Tanpa perlu mempersiapkan macam-macam, kau ke dapur meraih korek dan minyak tanah seadanya. Kau memilih halaman depan sebagai tempat eksekusi bagi hpmu yang tetap berdering membawa pesan pendek yang tidak kau mengerti. Melewati ruang tengah, hpmu terus berdering. Deringanannya semakin nakal. Kesabaran yang coba kau pendam masih saja diuji oleh deringan hp yang tak henti-henti. Deringannya mengiang-ngiang dalam kepalamu membuat darahmu panas dan meriakkannnya serupa magma yang siap tuang ke kaki gunung merapi. Bibirmu bergetar menahan amarah. Minyak tanah di tanganmu tak kuasa bertahan di atas udara dan ia lepas tumpah ke lantai. Sampai di sinilah batas kuasa benteng pertahananmu. Dan kau banting hp yang terus berdering itu ke lantai. Dalam perjalanan bantingan ke lantai, hp itu tetap berdering membawa pesan pendek yang tidak kau mengerti. Seper-sekian detik sebelum menyentuh lantai, kau nyalakan api serupa bara di dadamu.
Hp itu terpental pecah berhamburan dengan hanya sekali bantingan. Kembali hp yang kini jadi potongan-potongan itu melayang bersangga udara semesta ruangan, dan jatuh bersamaan dengan api yang mulai merambati lantai dan dinding kayu. Hpmu tenggelam dalam koran api yang melalap seisi rumahmu. Di antara kobaran api dan derit kayu yang gosong, sayup terdengar suara deringan hp membawa pesan pendek yang tidak kau mengerti: “Telah kutitipkan diriku di asap yang sebentar kemudian mengudara.”
◙◙◙
Api telah padam, dan kau menemukan arang, abu, dan bau sisa kebakaran. Tiba-tiba kau dengar sebuah deringan yang akrab di telingamu, sebuah deringan yang membawa pesan pendek yang tidak kau mengerti. Awalnya, deringan itu hanya satu. Kemudian muncul deringan kedua, ketiga, sampai akhirnya deringan-deringan hp yang tak terhitung memenuhi pendengaranmu. Deringan-deringan itu bersahutan tak beraturan. Hp yang telah menjadi abu masih berdering, dan kini dalam jumlah yang banyak. Kau mendekati suara-suara itu, kau kumpulkan, kau pisahkan dari abu-abu yang lain. Abu hpmu kau genggam. Kau acungkan ke udara.

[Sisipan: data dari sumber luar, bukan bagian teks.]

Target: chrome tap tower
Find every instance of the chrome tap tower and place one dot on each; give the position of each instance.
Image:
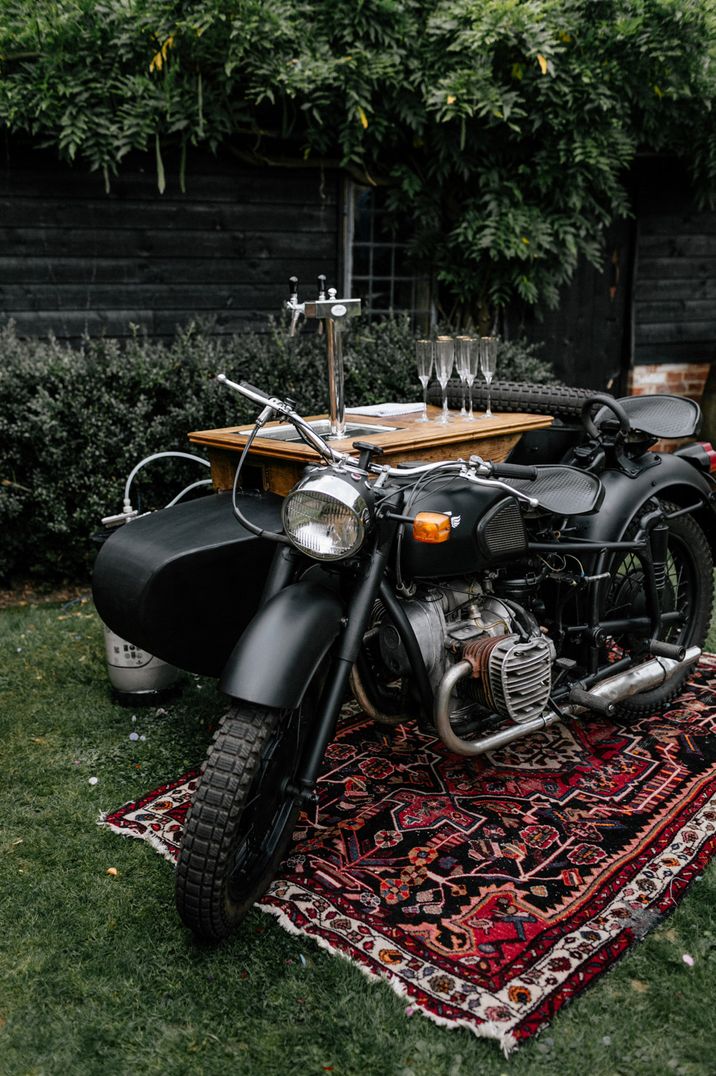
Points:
(334, 313)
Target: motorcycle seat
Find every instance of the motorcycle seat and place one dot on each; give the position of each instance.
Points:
(562, 490)
(659, 415)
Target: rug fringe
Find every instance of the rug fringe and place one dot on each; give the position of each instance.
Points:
(155, 841)
(506, 1039)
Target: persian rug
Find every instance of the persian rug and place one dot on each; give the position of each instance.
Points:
(490, 892)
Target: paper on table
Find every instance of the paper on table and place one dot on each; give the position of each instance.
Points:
(384, 409)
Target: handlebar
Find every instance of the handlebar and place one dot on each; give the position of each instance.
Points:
(274, 404)
(515, 470)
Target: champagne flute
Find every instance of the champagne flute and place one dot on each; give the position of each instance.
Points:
(424, 362)
(467, 358)
(445, 353)
(488, 364)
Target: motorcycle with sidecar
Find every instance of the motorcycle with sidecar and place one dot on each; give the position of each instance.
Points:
(481, 600)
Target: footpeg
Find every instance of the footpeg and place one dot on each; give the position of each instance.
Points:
(591, 702)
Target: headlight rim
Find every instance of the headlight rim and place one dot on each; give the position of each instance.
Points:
(342, 491)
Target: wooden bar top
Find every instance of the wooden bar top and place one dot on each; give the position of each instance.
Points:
(405, 438)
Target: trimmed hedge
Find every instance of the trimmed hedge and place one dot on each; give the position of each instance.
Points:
(73, 422)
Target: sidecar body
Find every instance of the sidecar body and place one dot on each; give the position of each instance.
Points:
(183, 582)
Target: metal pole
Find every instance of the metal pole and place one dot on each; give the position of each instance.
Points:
(336, 390)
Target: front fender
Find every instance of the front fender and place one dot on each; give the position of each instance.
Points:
(670, 479)
(277, 656)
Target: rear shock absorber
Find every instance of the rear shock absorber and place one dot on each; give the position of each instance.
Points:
(659, 542)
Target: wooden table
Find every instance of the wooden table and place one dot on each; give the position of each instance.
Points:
(277, 465)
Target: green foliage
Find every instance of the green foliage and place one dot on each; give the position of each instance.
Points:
(504, 128)
(74, 422)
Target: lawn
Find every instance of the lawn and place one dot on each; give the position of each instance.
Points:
(97, 975)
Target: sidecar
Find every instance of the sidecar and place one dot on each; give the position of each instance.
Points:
(183, 582)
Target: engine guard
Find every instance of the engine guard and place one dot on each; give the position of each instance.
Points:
(279, 653)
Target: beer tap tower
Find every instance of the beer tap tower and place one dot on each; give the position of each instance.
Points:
(334, 313)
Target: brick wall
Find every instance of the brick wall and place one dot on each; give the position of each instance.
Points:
(679, 379)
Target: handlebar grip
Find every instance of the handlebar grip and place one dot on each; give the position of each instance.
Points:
(515, 470)
(252, 388)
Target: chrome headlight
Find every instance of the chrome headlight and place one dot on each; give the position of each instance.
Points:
(326, 515)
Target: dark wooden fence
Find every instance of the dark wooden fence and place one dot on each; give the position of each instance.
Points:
(76, 259)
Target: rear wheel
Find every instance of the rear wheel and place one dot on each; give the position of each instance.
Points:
(241, 818)
(688, 589)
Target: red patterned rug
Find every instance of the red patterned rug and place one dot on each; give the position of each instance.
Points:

Dan kau dengar hp yang telah menjadi abu itu berdering membawa sebuah pesan pendek dengan nomor 0815 sekian sekian yang tidak kau mengerti, dan takkan pernah kau mengerti. Angin berhembus dari selatan membawa abu hp beterbangan ke udara dan tetap berdering untuk kesekian juta kali membawa sebuah pesan pendek. Kau terpekur lesu tak berkata apa-apa melepas hpmu yang terbang menyebar ke langit. Sementara suara hp berdering membawa sebuah pesan pendek tetap terdengar di telinga dan rongga otakmu. Suaranya semakin besar. Dan pendengaranmu kini dipenuhi suara hp yang berdering. Suaranya menggema memantul-mantul di diding dalam tubuhmu, untuk kemudian keluar melalui setiap rongga dan pori-porimu. Kau berdering membawa sebuah pesan pendek: “Telah kutitipkan diriku di asap yang sebentar kemudian mengudara,” dengan nomor pengirim 0815 sekian sekian.